June is Men's Health Month. Considering the fact that half of the U.S. population is comprised of men (49.8%, to be exact), it's important that we take the time to address prostate health. It's estimated that one in nine men will be diagnosed with prostate cancer during his lifetime; other than skin cancer, it is the most common type of cancer in men. Educating yourself on healthy living tips and the problems that may result from prostate issues can ensure that you can continue to maintain a high quality of life.
Understanding The Risks
The prostate plays a major role in your reproductive system and urinary system. Most men will encounter at least one of the three main prostate diseases during their lives.
- Prostate Cancer: The clinical term for a cancerous growth on the prostate gland is "Adenocarcinoma." If immediate action is not taken, prostate cancer can quickly spread to the interior of the gland and nearby tissues; it can even make its way to the lungs, liver, and bones.
- Benign Prostatic Hyperplasia (BPH): BPH is an enlargement of the prostate, which puts pressure on the urethra, eventually causing the bladder to weaken and can block the flow of urine. This can result in urinary retention, other bladder problems, and problems in the kidneys and urinary tract.
- Prostatitis: Prostatitis describes the inflammation of the prostate, and is generally caused by an infection. It frequently affects men under 50, and around half of all adult men will experience it during their lives.

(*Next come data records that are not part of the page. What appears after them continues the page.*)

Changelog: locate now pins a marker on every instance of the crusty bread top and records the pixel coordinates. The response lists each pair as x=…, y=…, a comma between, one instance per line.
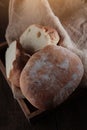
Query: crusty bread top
x=50, y=76
x=36, y=37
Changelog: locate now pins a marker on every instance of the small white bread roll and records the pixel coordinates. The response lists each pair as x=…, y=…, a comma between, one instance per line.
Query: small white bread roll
x=15, y=62
x=50, y=76
x=36, y=37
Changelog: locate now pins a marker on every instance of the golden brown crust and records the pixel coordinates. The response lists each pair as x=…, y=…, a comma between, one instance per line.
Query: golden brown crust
x=50, y=76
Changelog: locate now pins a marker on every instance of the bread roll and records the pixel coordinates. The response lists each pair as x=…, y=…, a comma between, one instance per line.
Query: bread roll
x=50, y=76
x=36, y=37
x=15, y=61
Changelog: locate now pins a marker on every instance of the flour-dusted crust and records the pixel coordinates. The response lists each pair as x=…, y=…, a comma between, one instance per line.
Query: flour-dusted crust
x=35, y=37
x=50, y=76
x=15, y=62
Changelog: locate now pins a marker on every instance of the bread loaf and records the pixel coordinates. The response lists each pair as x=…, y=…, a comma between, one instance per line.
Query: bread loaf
x=15, y=61
x=36, y=37
x=50, y=76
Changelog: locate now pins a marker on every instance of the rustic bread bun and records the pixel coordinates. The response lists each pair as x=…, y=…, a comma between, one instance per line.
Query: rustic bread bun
x=15, y=62
x=36, y=37
x=50, y=76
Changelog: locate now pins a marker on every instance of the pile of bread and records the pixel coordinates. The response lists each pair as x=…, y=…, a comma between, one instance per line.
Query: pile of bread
x=45, y=72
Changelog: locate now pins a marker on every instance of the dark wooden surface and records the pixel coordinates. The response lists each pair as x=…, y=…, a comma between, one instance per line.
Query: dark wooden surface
x=71, y=115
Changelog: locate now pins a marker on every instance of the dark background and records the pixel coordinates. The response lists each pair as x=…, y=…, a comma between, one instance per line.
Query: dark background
x=71, y=115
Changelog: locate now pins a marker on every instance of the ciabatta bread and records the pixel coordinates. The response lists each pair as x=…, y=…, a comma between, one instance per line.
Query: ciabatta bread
x=15, y=62
x=50, y=76
x=35, y=37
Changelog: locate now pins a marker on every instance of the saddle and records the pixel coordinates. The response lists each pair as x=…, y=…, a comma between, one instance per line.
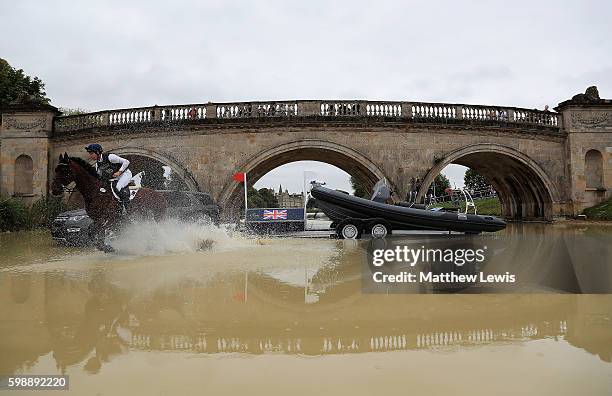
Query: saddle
x=130, y=190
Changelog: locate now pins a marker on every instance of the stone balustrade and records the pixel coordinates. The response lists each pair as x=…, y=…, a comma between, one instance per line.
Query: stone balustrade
x=418, y=112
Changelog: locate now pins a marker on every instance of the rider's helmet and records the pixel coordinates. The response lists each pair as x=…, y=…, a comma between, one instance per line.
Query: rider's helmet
x=94, y=147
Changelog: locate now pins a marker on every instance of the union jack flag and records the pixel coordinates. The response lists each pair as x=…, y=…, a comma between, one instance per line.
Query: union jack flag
x=275, y=214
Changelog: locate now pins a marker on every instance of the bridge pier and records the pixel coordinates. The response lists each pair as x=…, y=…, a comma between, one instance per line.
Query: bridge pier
x=25, y=144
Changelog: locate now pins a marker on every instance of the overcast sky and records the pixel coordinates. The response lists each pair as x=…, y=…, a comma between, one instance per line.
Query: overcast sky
x=114, y=54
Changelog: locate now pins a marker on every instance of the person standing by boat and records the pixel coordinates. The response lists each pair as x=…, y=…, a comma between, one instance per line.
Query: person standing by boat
x=410, y=195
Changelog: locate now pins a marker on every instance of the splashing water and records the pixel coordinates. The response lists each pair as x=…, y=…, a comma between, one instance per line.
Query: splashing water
x=173, y=236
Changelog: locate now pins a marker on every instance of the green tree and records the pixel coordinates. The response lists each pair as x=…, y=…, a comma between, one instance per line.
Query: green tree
x=475, y=181
x=359, y=187
x=15, y=83
x=441, y=183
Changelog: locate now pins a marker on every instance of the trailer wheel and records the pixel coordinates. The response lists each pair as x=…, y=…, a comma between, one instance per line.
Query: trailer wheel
x=347, y=229
x=379, y=228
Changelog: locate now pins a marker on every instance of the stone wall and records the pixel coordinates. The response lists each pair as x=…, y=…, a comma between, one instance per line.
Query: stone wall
x=25, y=133
x=589, y=127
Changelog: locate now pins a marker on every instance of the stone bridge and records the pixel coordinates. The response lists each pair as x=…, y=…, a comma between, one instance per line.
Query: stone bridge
x=542, y=164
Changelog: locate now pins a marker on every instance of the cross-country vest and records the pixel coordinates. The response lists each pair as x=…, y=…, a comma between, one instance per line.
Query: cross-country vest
x=107, y=168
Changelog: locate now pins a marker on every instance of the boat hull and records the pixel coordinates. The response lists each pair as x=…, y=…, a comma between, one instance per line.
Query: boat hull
x=338, y=206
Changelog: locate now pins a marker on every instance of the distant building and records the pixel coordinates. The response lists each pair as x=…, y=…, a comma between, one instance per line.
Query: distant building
x=287, y=200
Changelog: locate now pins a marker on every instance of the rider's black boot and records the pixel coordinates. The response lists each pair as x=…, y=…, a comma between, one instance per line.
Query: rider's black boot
x=124, y=195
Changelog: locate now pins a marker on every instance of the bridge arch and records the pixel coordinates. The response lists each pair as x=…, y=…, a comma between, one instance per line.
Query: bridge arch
x=524, y=189
x=163, y=158
x=345, y=158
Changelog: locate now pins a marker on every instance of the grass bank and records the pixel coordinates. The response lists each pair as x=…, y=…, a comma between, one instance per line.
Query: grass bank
x=603, y=211
x=15, y=216
x=489, y=206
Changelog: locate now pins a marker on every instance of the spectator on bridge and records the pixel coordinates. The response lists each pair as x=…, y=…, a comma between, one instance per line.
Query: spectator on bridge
x=409, y=196
x=192, y=114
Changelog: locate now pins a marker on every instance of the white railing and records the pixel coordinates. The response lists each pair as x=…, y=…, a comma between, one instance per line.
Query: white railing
x=419, y=112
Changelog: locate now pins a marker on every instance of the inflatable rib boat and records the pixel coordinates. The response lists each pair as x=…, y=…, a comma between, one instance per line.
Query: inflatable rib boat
x=341, y=208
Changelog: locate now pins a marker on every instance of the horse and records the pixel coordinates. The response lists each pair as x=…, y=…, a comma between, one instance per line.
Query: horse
x=100, y=204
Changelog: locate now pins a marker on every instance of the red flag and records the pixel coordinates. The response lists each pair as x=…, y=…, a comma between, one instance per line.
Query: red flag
x=239, y=177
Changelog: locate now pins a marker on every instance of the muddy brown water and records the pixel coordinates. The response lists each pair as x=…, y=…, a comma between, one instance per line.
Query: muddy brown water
x=288, y=316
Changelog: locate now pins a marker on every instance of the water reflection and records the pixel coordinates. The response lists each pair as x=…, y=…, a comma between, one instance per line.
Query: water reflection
x=259, y=300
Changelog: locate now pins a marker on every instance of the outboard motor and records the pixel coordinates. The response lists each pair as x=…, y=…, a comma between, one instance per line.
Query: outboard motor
x=382, y=192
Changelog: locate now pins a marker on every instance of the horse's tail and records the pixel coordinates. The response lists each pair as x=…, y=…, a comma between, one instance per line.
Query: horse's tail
x=161, y=208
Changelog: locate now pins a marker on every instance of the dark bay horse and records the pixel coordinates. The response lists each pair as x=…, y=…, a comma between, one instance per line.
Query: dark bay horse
x=100, y=204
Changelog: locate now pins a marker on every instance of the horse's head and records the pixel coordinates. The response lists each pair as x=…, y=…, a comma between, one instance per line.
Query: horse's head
x=63, y=175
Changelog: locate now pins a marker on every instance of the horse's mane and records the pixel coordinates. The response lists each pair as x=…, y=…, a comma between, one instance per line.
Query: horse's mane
x=85, y=165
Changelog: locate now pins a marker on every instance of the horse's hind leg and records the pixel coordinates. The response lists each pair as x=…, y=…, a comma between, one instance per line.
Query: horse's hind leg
x=96, y=234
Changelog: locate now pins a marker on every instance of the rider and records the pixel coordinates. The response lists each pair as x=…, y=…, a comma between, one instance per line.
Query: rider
x=111, y=166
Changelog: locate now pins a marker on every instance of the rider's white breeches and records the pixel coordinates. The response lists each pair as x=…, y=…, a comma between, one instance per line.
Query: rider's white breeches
x=124, y=179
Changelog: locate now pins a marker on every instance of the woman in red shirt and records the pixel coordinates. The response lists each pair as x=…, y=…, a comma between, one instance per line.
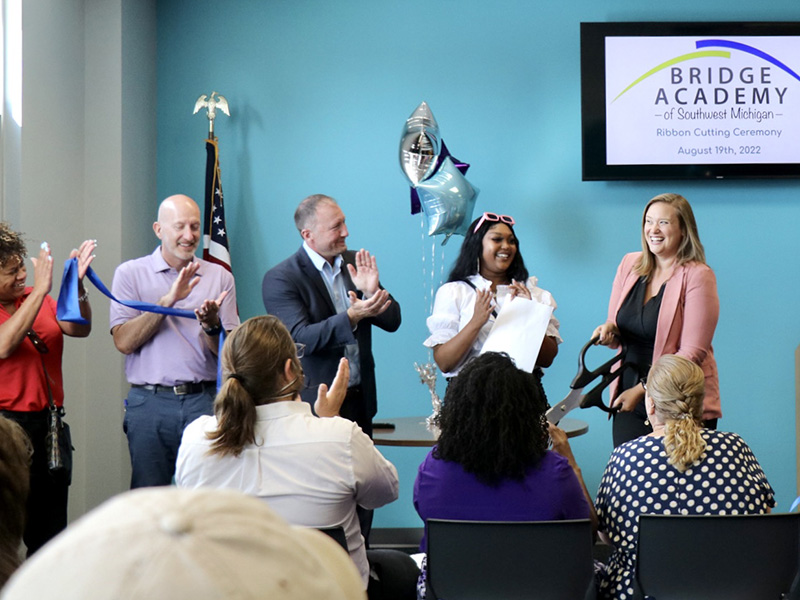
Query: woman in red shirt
x=31, y=345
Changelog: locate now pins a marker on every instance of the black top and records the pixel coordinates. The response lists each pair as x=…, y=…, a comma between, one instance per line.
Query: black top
x=637, y=321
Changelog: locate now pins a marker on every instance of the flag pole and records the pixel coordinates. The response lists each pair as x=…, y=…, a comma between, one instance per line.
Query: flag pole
x=215, y=236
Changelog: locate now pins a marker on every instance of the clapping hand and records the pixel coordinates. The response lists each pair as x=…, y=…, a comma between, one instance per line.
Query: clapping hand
x=330, y=401
x=365, y=273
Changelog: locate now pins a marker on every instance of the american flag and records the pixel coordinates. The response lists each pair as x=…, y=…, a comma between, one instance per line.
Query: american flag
x=215, y=235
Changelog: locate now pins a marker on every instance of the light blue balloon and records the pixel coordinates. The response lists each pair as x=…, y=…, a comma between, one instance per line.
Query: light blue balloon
x=448, y=200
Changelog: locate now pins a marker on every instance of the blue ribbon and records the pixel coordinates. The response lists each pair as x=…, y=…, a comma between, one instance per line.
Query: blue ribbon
x=69, y=308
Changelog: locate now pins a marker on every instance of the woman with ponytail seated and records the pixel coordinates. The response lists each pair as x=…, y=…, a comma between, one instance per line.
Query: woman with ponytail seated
x=265, y=442
x=679, y=469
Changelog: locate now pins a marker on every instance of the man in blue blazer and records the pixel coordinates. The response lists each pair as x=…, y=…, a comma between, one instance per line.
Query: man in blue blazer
x=329, y=298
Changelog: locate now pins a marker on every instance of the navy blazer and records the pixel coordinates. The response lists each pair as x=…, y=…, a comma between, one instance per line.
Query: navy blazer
x=295, y=292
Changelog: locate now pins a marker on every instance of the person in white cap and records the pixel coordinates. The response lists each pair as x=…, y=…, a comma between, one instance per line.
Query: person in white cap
x=172, y=544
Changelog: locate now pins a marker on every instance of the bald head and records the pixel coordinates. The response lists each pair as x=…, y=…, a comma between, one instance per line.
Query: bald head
x=178, y=228
x=175, y=204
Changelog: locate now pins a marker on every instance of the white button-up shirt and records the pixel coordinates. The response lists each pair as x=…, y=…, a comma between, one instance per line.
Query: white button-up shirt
x=312, y=471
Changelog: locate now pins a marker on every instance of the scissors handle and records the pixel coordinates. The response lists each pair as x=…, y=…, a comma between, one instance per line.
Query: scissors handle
x=584, y=377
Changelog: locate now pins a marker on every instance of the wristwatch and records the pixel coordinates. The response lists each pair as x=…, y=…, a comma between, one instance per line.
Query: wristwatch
x=212, y=331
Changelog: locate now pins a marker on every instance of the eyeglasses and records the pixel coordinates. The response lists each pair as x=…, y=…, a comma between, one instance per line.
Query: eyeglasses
x=493, y=217
x=37, y=342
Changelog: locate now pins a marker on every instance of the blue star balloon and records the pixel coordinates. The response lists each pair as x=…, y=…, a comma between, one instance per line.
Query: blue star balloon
x=448, y=200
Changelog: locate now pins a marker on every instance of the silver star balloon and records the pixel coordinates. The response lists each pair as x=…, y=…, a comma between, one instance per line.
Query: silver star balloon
x=419, y=144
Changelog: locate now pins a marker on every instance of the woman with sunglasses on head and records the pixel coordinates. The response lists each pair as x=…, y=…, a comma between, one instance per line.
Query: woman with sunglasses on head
x=466, y=306
x=663, y=301
x=31, y=345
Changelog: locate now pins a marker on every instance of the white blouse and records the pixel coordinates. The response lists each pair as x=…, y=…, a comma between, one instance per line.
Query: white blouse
x=455, y=304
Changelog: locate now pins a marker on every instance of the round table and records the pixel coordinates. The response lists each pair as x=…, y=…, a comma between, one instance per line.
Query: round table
x=413, y=431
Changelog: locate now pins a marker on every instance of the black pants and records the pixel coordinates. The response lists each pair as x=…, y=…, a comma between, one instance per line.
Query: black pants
x=393, y=575
x=47, y=500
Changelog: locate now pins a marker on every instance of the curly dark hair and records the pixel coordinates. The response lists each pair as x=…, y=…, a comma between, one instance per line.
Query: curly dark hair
x=472, y=248
x=492, y=420
x=11, y=244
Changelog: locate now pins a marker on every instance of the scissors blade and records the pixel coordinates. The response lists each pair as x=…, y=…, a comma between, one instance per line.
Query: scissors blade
x=570, y=402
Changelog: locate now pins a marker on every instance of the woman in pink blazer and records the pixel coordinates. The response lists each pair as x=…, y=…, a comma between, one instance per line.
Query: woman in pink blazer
x=664, y=301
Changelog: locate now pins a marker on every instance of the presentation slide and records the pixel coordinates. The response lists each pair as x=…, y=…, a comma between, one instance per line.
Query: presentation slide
x=702, y=100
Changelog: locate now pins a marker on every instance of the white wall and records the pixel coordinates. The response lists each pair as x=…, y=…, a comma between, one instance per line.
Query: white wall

If you are experiencing blockage or discomfort, you should contact your doctor as soon as possible.
Complications And Frustrations
Suffering from any illness can put a damper on your day-to-day affairs, but prostate diseases are particularly disruptive. They often affect sexual performance, bladder function, and can cause pain and discomfort, which can make many men feel frustrated and ashamed. Whether you're embarrassed because of your ED or because you're dependent on intermittent catheters, at the end of the day, your health needs to take precedence over both of those feelings. You can take control of the situation by accepting it, and by speaking openly with your doctor about your concerns.
In some ways, prostate problems are a normal result of aging or can be due to your family history. However, engaging in a healthy lifestyle and managing your risk factors, such as family history, obesity, diabetes, and heart diseases, can help keep your prostate healthy. The best way to ensure you don't have to deal with the fallout of poor prostate health is to get your prostate checked out every year. Additionally, going to regular doctor appointments and talking to your doctor about any problems or concerns can help improve or prevent many conditions. Early detection and knowing your risks is essential in preventing and managing prostate problems. The trip to the doctor may not be especially enjoyable, but it will help you stay on top of any potential problems so they can be nipped in the bud as soon as they arise.